Deuxième chapitre en ce jour anniversaire de la bataille de Négapatam ! (merci à Elizabeth Mary Holmes de me l'avoir fait remarqué)
Petite note à l'attention de tous puisque certains me l'ont demandé : oui, j'ai fait des recherches sur le contexte historique, ayant fait des études d'histoire j'ai l'habitude de contextualiser mes trucs. *petit moment de gloire personnelle* Après voilà, je fais ça pour m'amuser, je n'ai pas forcément la tête à me plonger dans des revues scientifiques et il peut m'arriver de piocher dans l'imaginaire collectif des pirates pour le fun. Donc il peut y avoir des incohérences et si c'est le cas, n'hésitez pas à me le faire remarquer. Je ne prétends pas faire une fiction historique irréprochable ni être spécialiste de l'histoire du XVIIIe siècle. Bref, je fais de mon mieux =)
A propos ! Dans le premier chapitre, Sherlock a fait allusion aux batailles de Pondichéry (1759) et de Négapatam (1758), donc l'histoire devrait se situer dans ces eaux-là.
Sinon j'ai été AGREABLEMENT surprise par toutes vos réactions, je ne m'attendais pas à autant ! Merci donc à : tadzio, marali no1, Clelia Kerlais, Lyra64, Kytykat, Ryokushokumaru, Nekonya, Azanielle, Amelia theFujoshi, Electre1964, Frog38, Flo et Elizebeth Mary Holmes !
Sinon voilà. Un chapitre où John s'en prend plein la gueule.
Please review. Reviews make me happy.
Bonne lecture =)
oOo
Le Bandana et le Fleuret : Chapitre 2
oOo
- Hé ! Dirait 'ben qu'y bouge l'capiston !
- Nan, fais voir ! L'aura bien roupillé l'aut' feignasse !
- Normaaaaal, c'est un lord qu'on a là ! À c'qu'y disent à terre, y sont bon qu'à ça et qu'à emmerder les honnêtes gens, et j'veux ben les croire moi !
- Arrête, Louis, tout l'monde sait qu't'es un vrai ours à terre. Tu peux même pas parler à quelqu'un qu'tu fais dans ton froc.
- Vas t'faire foutre, Rob' ! T'es même pas capable de compter jusqu'à 10.
- Mais qu'est-ce t'as fumé p'tit gars ? Ben sûr qu'si, r'garde : un, deux, trois, quat'... cinq... sept, euh ! Non...
- Z'allez la fermer vous deux ? Voilà qu'il ouvre les yeux !
Il eut soudain un silence, pendant lequel John accommoda pour reconstituer la scène qu'il avait devant les yeux.
Son cœur manqua un battement. Des pirates. Des pirates. Des pirates, partout ! À à peine deux mètres de lui, à le dévisager sans aucune décence, et autour de lui, à récurer le sol, à pousser le treuil, à hisser un filet de pêche au-dessus du bastingage, à manoeuvrer le gouvernail, et même au-dessus de lui, à escalader les haubans et même les mâts ! Vite ! Il devait faire quelque chose, défendre sa vie au moins, au mieux...
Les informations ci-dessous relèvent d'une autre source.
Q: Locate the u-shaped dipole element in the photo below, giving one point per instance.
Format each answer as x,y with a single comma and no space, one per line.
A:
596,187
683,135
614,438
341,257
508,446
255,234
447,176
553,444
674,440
Un détail pratique le refroidit dans son élan. Il était ligoté au grand mât.
Il grimaça. Sa tête le martelait comme si un de ces grossiers individus était en train de le torturer avec un marteau, et son épaule le lançait sérieusement. Ajouté à la brûlure impitoyable du soleil, l'étau étouffant des cordes et de son uniforme, ainsi qu'à ces bandits qui n'allaient pas se gêner pour le narguer, il savait qu'il ne tiendrait pas psychologiquement bien longtemps.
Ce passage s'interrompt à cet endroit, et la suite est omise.